# Chips or Sawdust



## sparky30_06 (Jan 3, 2008)

Just looking for some input on which one folks like better.  Seems the chips like to become charcoal and don't give off slot of smoke.  just looking for input


----------



## walking dude (Jan 3, 2008)

how are you using em?

in a gasser
letric
charchol/lump?


----------



## rip (Jan 3, 2008)

I use chunks.


----------



## walking dude (Jan 3, 2008)

also.............introduce yourself over in rollcall.........tell us abit about yourself................

like i asked..........what rig/unit you smoking with.......

even take jeffs free 5-day ecourse

once again ......welcome


----------



## bbq bubba (Jan 3, 2008)

Depend's on the smoker............


----------



## sparky30_06 (Jan 3, 2008)

I have a GOSM Widebody propane,  I'll head over and intorduce myself soon,  thanks


----------



## ds7662 (Jan 3, 2008)

Chunks would be better if you can find them.


----------



## bbqlovinpackerbacker (Jan 4, 2008)

I have found the dust/chips don't last long. I use chucks, and slabs of hickory off a friends tree. Also, you really don't want a lot of smoke...you want TBS not a lot of bilowing white stuff.

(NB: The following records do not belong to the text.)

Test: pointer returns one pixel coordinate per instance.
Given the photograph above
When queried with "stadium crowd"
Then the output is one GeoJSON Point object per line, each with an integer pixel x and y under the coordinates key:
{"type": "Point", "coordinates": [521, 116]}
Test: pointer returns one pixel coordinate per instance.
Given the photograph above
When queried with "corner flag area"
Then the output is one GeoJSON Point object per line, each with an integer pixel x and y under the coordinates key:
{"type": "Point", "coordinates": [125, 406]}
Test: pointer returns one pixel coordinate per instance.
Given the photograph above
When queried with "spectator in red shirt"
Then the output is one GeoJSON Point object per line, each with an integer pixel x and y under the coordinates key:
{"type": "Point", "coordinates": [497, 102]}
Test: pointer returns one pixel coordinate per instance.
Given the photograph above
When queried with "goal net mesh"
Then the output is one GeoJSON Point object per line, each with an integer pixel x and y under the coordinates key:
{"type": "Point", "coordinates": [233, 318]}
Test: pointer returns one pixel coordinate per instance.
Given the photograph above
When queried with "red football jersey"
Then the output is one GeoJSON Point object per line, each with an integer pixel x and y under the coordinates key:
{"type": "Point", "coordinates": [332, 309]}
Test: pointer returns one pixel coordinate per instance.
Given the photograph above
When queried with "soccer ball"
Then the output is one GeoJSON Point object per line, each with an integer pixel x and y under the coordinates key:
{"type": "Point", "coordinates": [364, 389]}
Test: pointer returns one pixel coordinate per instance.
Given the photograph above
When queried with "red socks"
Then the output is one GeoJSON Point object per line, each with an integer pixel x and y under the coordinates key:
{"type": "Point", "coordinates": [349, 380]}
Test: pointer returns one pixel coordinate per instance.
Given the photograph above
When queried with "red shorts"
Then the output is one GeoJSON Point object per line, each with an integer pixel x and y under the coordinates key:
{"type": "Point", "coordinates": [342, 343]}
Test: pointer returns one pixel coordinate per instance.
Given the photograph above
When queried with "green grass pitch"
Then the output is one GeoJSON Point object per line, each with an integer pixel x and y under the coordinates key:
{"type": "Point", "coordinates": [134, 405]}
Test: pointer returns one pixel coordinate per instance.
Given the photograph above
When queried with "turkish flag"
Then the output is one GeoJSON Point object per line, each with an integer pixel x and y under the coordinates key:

You can prolong the smoke off dust or chips by putting them in a pouch made of tinfoil with a few holes poked in the sides. I find they smolder better that way, and don't just light on fire. Though they still don't last as long as chunks.


----------



## osage (Jan 23, 2008)

Maybe it's just me but I've never liked the smell of smoldering sawdust.  Smells too much like burning paper or cardboard.  I like to use chunks.  If I had a chipper/shredder I would try running it through that also.  The smoke seems to smell better off of "real" wood.


----------



## bwsmith_2000 (Jan 23, 2008)

I also have a GOSM wide body. I use a combination ...... I put some chips in the bottom of the smoke try and then chunks on top. The chips get started smoking quicker and then help the chunks get going for the long stretch. I have found that if I use the chips alone, they burn up too fast..... have to keep opening the door to restock them. Chunks rule for me.


----------



## navionjim (Jan 23, 2008)

A stick fed fire is the best way to go.
Jimbo


----------